首頁 紙帳篷

第二部 冬日傳說

很久以前,你說,有一種長角的細菌。它們生活在衛生間裏,隻有大桶大桶的漂白劑才能消滅它們。你也可以用這種漂白劑殺死自己,有些女人這麽幹過。

年輕人睜大眼睛,抬頭看著你。也有可能是低頭看著你:他們的個頭長得很高了。這年頭,多年輕才算得上年輕人?因人而異。有的人年紀已經很大了,但他們依然輕信於人,因為你經曆過,而他們沒有。

不僅如此,你接著說——你樂在其中——以前沒有人露著肚臍眼上街,隻有水手和罪犯才文身。那時候也沒有電話,沒有疫苗,所以當你因為腺體爆裂、腸道氣滯脹痛、喉嚨結網、得腦膜炎快要死掉的時候,你沒法打電話叫醫生。如果你跟人上床不做保護措施,你的鼻子會掉下來,那時候的人掉鼻子的速度比現在要快得多。
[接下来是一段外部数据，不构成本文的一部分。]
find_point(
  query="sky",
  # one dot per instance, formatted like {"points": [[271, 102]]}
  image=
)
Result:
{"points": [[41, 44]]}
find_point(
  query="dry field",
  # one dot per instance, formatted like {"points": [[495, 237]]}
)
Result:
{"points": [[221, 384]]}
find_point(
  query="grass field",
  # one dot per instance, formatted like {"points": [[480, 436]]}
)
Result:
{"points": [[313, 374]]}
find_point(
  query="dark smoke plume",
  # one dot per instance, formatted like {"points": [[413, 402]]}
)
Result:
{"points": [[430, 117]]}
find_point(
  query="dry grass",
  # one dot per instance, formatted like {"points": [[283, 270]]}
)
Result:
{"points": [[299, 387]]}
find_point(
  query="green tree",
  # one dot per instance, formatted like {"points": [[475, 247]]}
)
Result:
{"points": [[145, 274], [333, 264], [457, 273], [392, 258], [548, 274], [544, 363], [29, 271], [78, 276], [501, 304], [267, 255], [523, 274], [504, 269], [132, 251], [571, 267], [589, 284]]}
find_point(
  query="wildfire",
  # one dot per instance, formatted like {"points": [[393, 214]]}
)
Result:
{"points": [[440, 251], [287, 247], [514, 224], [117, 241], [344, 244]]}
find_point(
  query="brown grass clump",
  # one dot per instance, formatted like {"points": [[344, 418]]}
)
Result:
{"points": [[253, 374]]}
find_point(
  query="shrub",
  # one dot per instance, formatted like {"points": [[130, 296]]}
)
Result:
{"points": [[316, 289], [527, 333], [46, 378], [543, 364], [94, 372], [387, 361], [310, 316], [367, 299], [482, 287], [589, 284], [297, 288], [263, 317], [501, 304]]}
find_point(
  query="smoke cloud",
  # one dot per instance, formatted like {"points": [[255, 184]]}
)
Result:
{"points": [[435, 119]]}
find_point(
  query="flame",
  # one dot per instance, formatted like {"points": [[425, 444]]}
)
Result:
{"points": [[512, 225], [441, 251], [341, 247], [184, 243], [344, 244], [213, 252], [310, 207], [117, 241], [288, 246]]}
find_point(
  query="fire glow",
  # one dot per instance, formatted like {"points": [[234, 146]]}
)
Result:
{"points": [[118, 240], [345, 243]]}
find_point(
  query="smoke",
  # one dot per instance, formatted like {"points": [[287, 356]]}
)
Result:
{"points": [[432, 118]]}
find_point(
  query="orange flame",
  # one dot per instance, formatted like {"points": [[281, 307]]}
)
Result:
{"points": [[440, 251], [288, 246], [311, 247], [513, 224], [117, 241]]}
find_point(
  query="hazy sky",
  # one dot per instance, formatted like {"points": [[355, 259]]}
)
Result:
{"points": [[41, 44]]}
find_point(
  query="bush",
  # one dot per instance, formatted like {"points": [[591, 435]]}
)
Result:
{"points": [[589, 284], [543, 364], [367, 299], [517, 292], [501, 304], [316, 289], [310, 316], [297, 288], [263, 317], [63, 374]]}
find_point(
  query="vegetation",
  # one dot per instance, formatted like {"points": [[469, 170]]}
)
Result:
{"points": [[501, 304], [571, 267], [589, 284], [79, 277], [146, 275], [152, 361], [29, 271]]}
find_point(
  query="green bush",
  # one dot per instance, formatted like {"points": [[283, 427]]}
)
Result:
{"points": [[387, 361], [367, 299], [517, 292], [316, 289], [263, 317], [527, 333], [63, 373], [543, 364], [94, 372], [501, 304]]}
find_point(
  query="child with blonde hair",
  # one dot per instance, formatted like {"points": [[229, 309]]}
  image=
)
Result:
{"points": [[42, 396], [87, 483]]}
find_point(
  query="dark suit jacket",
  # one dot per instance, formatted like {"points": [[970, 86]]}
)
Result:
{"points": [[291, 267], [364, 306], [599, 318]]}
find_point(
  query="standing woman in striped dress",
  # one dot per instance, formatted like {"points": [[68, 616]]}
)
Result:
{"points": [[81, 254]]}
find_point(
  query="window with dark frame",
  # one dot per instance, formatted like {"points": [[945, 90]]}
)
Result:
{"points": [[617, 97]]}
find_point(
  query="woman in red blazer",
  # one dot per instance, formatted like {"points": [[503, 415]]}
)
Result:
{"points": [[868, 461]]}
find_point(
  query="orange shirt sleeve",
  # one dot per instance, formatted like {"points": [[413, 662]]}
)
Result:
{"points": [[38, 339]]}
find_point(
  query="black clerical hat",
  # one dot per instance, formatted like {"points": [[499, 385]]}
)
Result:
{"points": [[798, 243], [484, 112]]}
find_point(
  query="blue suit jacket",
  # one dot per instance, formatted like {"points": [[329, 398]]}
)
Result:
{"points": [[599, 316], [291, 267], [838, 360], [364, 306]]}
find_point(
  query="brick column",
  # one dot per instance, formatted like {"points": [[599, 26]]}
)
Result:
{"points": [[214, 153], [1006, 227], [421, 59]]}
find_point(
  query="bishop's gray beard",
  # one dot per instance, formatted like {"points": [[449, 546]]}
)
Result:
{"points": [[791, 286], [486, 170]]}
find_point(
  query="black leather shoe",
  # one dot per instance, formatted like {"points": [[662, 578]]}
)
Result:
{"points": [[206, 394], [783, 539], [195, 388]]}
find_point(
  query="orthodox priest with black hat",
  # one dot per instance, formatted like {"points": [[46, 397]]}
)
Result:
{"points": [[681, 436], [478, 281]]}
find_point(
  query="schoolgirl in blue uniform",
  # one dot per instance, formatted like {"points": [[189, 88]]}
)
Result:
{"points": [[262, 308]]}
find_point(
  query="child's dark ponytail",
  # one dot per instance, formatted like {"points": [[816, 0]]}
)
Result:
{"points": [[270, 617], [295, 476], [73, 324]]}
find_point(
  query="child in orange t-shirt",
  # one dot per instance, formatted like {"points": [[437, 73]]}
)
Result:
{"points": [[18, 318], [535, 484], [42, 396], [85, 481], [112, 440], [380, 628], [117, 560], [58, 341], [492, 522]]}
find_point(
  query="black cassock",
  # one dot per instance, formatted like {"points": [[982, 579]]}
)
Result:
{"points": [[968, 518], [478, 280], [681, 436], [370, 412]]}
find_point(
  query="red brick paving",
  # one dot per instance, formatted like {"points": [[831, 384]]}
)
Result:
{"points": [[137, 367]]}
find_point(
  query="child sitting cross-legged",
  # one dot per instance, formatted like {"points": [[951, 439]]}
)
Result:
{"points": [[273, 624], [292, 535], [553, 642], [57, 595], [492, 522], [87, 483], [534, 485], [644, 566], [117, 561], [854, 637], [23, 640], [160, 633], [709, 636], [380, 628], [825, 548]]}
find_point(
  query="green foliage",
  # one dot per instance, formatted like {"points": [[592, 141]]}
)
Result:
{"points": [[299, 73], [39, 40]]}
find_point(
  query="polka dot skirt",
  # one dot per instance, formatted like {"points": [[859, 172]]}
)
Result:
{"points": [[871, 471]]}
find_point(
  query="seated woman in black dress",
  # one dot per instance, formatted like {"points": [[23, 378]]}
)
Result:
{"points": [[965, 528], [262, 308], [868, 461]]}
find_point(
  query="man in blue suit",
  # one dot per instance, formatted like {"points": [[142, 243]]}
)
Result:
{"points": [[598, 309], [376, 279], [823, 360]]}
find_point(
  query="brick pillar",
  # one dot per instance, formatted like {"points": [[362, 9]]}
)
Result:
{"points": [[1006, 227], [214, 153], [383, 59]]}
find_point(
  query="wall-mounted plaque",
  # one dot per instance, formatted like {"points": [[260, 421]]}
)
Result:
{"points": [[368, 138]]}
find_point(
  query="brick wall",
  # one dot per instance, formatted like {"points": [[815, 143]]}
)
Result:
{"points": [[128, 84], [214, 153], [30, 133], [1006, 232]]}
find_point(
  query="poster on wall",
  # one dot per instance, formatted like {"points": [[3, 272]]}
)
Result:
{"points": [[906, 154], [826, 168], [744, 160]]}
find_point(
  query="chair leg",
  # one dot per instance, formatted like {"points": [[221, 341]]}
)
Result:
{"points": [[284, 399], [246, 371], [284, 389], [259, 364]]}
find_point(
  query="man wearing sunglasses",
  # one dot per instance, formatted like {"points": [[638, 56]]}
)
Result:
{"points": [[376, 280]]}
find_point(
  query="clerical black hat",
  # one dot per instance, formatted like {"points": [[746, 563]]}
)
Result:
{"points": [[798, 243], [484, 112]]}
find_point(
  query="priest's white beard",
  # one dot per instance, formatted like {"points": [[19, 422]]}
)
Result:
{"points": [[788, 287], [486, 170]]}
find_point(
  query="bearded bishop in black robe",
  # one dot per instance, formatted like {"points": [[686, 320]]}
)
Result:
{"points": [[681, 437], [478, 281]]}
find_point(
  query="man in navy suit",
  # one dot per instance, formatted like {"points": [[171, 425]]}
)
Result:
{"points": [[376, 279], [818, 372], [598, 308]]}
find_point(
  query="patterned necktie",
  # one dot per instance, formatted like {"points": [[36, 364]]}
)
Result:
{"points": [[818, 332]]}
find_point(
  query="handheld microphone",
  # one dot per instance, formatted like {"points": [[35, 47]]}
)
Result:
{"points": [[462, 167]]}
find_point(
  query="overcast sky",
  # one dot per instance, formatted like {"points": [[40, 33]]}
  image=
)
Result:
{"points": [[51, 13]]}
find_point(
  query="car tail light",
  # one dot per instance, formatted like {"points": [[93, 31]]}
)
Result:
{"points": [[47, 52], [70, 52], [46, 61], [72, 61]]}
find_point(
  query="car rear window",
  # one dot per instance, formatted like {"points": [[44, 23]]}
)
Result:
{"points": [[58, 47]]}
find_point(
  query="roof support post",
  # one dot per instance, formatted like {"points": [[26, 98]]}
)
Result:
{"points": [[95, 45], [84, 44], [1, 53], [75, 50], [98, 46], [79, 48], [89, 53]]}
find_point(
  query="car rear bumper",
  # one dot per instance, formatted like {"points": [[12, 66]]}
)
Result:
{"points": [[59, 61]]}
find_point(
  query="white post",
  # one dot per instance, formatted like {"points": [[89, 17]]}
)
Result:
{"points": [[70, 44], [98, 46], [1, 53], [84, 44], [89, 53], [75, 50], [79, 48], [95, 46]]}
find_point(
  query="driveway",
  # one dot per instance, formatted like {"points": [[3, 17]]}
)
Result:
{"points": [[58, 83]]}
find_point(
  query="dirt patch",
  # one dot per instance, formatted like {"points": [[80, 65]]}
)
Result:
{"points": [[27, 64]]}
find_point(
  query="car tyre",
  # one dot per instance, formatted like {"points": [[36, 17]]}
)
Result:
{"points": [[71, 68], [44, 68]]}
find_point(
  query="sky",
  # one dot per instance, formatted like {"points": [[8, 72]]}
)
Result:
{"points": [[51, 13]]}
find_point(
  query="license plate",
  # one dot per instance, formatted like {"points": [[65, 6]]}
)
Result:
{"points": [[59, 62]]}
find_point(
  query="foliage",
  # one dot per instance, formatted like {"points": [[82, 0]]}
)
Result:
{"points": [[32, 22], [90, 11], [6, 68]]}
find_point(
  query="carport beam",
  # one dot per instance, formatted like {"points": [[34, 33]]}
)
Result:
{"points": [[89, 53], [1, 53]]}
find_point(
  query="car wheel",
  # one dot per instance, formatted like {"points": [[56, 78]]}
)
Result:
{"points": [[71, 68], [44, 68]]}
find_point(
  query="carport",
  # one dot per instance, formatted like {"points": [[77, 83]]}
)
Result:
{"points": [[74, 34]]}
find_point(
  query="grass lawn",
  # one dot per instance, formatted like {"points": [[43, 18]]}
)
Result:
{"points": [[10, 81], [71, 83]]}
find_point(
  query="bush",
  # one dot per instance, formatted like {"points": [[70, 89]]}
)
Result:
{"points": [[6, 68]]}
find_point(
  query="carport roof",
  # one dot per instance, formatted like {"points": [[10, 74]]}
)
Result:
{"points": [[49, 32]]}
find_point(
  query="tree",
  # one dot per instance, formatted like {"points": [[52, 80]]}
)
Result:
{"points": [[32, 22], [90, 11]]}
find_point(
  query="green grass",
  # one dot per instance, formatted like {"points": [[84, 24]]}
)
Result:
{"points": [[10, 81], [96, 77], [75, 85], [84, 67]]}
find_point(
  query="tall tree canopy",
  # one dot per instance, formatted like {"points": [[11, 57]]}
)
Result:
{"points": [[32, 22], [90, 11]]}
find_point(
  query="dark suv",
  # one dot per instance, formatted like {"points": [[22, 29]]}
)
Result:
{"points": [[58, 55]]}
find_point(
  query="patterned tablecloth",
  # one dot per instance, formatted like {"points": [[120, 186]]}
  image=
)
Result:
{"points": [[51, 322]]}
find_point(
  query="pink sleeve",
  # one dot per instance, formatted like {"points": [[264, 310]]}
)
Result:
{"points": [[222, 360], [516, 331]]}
年輕人還在聽。他們相信你的話嗎?你對他們來說是否夠危言聳聽?你自然希望如此。

如果你是已婚婦女,到了三十歲你就玩兒完了,你說。你注定會穿上印花裙,腰上紮著鬆緊帶,坐在門廊——那個年代還有門廊——的一張搖椅上,因為空調還沒發明出來,你搖著扇子,嘮叨自己的扁平足、坐骨神經痛、靜脈曲張,還有你丈夫睡覺打鼾,每周二你都得給他熨襯衫——堆積如山的襯衫。這一切都是**得不到滿足的隱喻。

這時響起了咯咯幾聲竊笑。可你不願意過去被人一笑置之:你為過去付出了太多代價。過去應當得到尊重。所以現在是時候荷槍實彈了。

我給你們講講肉糕。你壓低了聲音,此時你周圍一張張早已失去血色的麵孔越發白如死灰。是的——肉糕!肉糕,還有灌腸,還有圓腦袋注射器,用於所謂的“婦科衛生”——三者之間並非毫無關聯。你用一種讓人汗毛倒豎的耳語聲說道。